When can American officials block citizens on social media?
DONALD TRUMP repeatedly tested the bounds of America’s Constitution during his four years in the White House. One of his misadventures—blocking critics from viewing or interacting with his posts on Twitter, the site since rebranded as X—led to a federal appeals-court ruling that his cold shoulder had violated the First Amendment. But before the Supreme Court could review that decision, Mr Trump lost the 2020 election and Knight Institute v Donald Trump became moot.
On October 31st two cases not involving the 45th president teed up the same question for the justices: when does an official’s use of a personal social-media account become “state action” and thus subject to constitutional limits? Three hours of debate revealed the difficulty of distinguishing between personal use of Facebook and posts that are, in the terms of a precedent from 1982, “fairly attributable to the state”.

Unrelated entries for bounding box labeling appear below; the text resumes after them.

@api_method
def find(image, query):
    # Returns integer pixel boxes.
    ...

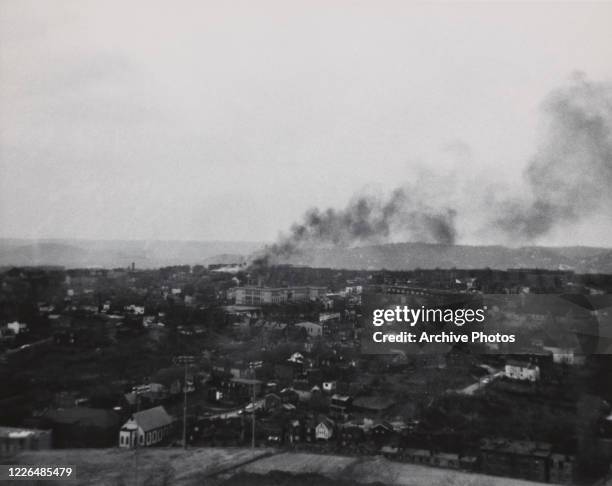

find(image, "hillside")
[0,239,263,268]
[0,239,612,273]
[286,243,612,273]
[7,447,540,486]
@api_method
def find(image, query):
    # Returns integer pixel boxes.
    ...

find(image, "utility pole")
[132,385,151,486]
[251,364,255,449]
[173,356,195,449]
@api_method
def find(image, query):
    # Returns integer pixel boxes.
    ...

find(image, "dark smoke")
[259,186,456,263]
[496,75,612,240]
[257,75,612,264]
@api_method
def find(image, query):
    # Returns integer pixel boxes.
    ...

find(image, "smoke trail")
[255,75,612,263]
[494,75,612,240]
[260,186,456,258]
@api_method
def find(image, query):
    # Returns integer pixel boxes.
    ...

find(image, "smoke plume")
[260,186,456,258]
[494,75,612,241]
[260,75,612,262]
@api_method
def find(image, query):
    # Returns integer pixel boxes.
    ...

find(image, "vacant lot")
[5,447,552,486]
[240,453,539,486]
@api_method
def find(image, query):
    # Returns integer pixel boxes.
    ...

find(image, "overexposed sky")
[0,0,612,245]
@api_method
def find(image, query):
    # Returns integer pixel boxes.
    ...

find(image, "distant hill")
[0,239,612,273]
[0,239,263,268]
[285,243,612,273]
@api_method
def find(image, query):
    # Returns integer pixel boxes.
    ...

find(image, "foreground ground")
[4,448,556,486]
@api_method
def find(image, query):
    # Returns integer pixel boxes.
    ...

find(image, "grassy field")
[4,448,539,486]
[4,448,272,486]
[240,453,540,486]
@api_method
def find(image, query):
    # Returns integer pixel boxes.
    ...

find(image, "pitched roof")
[132,406,172,432]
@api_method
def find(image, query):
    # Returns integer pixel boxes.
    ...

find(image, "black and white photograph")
[0,0,612,486]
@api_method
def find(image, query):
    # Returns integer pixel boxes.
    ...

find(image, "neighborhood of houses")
[0,267,612,484]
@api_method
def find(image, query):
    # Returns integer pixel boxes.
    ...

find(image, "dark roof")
[132,406,172,432]
[46,407,119,428]
[353,397,395,410]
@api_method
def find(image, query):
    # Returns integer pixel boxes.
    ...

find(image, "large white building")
[504,360,540,381]
[119,406,173,448]
[230,285,327,305]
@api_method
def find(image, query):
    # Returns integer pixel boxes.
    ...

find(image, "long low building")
[230,285,327,305]
[0,427,51,456]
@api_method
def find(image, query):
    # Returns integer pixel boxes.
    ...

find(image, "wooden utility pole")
[173,356,195,449]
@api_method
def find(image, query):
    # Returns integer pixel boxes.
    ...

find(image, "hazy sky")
[0,0,612,245]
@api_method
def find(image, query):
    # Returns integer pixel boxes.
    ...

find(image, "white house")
[295,322,323,337]
[323,381,338,393]
[504,360,540,381]
[6,321,28,334]
[315,418,334,440]
[119,406,173,448]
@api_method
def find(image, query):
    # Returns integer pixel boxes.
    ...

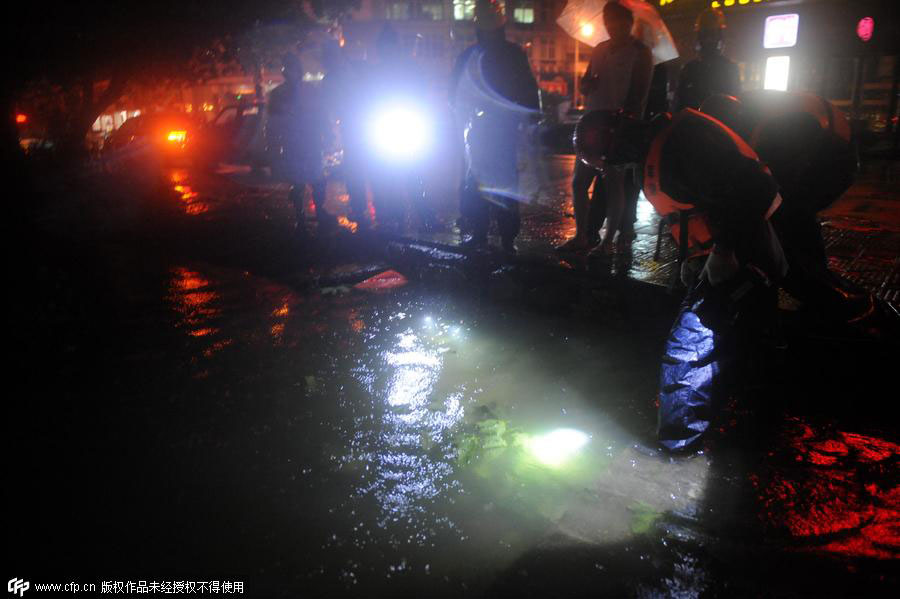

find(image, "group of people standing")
[267,1,540,251]
[269,0,872,451]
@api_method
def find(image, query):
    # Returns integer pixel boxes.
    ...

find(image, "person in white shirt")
[558,0,653,255]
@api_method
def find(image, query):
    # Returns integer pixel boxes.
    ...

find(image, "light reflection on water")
[341,310,709,569]
[171,169,210,216]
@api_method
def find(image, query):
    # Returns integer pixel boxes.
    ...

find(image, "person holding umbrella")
[558,1,653,255]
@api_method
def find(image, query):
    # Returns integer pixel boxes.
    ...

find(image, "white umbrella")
[556,0,678,64]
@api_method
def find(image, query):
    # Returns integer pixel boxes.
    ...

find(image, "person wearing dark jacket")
[450,1,540,252]
[701,90,873,322]
[266,53,337,233]
[675,8,741,110]
[575,109,787,452]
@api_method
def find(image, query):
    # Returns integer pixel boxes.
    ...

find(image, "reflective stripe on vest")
[644,108,759,258]
[750,92,850,147]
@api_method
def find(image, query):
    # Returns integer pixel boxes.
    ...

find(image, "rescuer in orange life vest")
[575,109,787,452]
[700,90,874,322]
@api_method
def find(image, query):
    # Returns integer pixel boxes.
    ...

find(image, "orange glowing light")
[338,216,358,233]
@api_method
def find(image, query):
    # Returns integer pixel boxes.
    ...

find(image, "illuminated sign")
[763,14,800,48]
[763,56,791,92]
[712,0,762,8]
[856,17,875,42]
[763,14,800,48]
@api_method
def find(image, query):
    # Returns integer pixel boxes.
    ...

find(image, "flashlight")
[368,101,432,161]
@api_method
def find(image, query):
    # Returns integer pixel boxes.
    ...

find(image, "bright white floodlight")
[369,104,431,160]
[528,428,590,467]
[763,56,791,91]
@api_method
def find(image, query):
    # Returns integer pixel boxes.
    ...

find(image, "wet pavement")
[9,157,900,597]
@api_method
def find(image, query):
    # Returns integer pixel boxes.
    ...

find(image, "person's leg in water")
[491,197,521,254]
[406,170,438,233]
[556,157,599,251]
[616,167,641,257]
[588,175,606,247]
[288,182,307,235]
[590,168,626,256]
[459,171,490,246]
[344,149,372,231]
[309,178,337,234]
[772,200,873,322]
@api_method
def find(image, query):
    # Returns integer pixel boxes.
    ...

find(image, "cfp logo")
[6,578,31,597]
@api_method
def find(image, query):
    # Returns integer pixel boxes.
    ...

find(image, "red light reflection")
[751,420,900,559]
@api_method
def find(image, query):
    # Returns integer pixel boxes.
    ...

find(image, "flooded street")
[11,163,900,597]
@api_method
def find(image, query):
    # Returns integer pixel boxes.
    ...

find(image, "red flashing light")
[856,17,875,42]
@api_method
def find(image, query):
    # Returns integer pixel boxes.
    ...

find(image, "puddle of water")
[156,267,898,596]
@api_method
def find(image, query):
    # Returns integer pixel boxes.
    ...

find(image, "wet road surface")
[11,158,900,597]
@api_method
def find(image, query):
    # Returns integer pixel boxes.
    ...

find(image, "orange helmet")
[694,7,726,33]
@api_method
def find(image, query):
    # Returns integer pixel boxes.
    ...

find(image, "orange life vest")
[644,108,780,260]
[742,92,850,147]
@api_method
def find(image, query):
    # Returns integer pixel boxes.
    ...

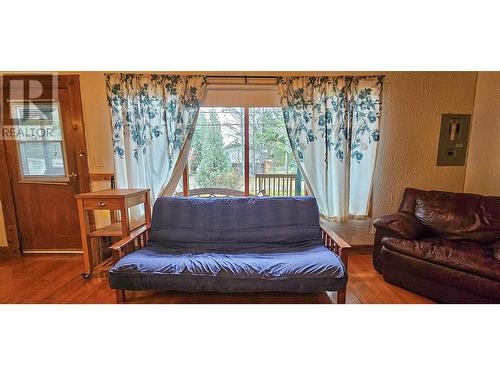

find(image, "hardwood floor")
[0,254,432,304]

In O’Connor-Ratcliff v Garnier, a couple from Poway, a town near San Diego, sued two trustees of the school board for blocking them on Facebook and Twitter. The Garniers, who sent their children to school in the district, had irked the trustees by writing long, repetitive comments on their virtual pages. But they claimed that since the officials’ platforms were a forum for community discussion about school-board activities, their freedom of speech was unfairly curtailed when the officials blocked them. In July 2022 a unanimous panel of the Ninth Circuit Court of Appeals agreed, finding that the trustees had “cloaked” their accounts “with the authority of the state”.